Aussi bien du dedans que du dehors de cette civilisation, l’art moderne et contemporain va introduire d’autres données au cœur même de ces acquis mémorables dont nous ne faisons ici qu’esquisser quelques paradigmes de hase. Mais qu’est-ce qu’un artiste arabe ? Y a-t-il réellement une communauté d’artistes ? Est arabe, pour nous, celui qui se revendique en tant que tel, là où il est, dans son atelier et dans un coin de la terre, quels que soient son origine géographique, religieuse, son ethnie, son pays, son œuvre même. Héritier d’un immense legs et d’un patrimoine si vénérable, pré-monothéiste et monothéiste, il s’interroge avec inquiétude sur la trame de ses origines : arabe, berbère, islamique, chrétienne, juive, copte, pharaonique, assyrienne, sumérienne, chaldéenne, etc… autant d’attributs des civilisations qui ont marqué cette région avec plus ou moins de durée et de force. On peut donc se dire simplement “arabe”, comme on peut composer une identité de nom plus articulée : arabe-berbère, arabe- musulman, arabe-juif, arabe-chrétien, arabe-copte, ainsi de suite, selon un lexique qui est loin d’être exhaustif ici, et qui nous rappelle à la longue histoire de l’art qui nous intéresse dans cet ouvrage. Ajoutez les artistes vivant hors de leur pays d’origine et vous aurez établi une nomenclature plus complète, plus contemporaine. Un tel vit à Berlin, un autre à Paris ou à New York… Ils participent ainsi à la communauté internationale des artistes.

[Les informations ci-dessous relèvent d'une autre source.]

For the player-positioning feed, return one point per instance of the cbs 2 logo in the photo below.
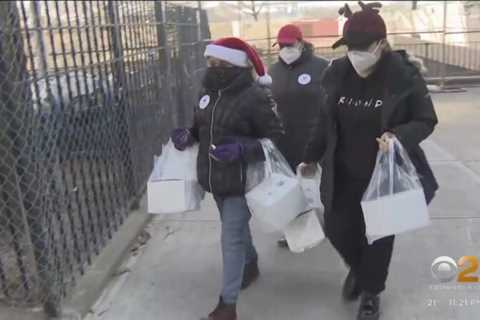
(446, 269)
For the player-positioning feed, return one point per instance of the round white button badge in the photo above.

Est arabe celui qui se revendique en tant que tel : il n’y a pas pour nous d’autre critère d’identité que cette appartenance nommée à cette civilisation plurielle, et, évidemment, à l’œuvre qui est le destin de l’artiste. Nombreux, très nombreux les artistes qui se donnent ce titre. Au lieu d’exposer notre introduction pays par pays, par ordre chronologique ou par procession des noms (mais où arrêter la liste ?), nous avons délibérément opté pour une méthode en mouvement, nous fiant à un rythme de pensée qui soit à même de capter les lignes de force de l’art contemporain arabe. Paul Valéry a écrit à propos de Corot : “On doit toujours s’excuser de parler peinture”. Que dirions-nous, nous qui devons introduire à l’œuvre de plusieurs milliers de peintres! Que les peintres non-cités ici nous pardonnent notre parti-pris, et, sans doute, un certain manque de documentation.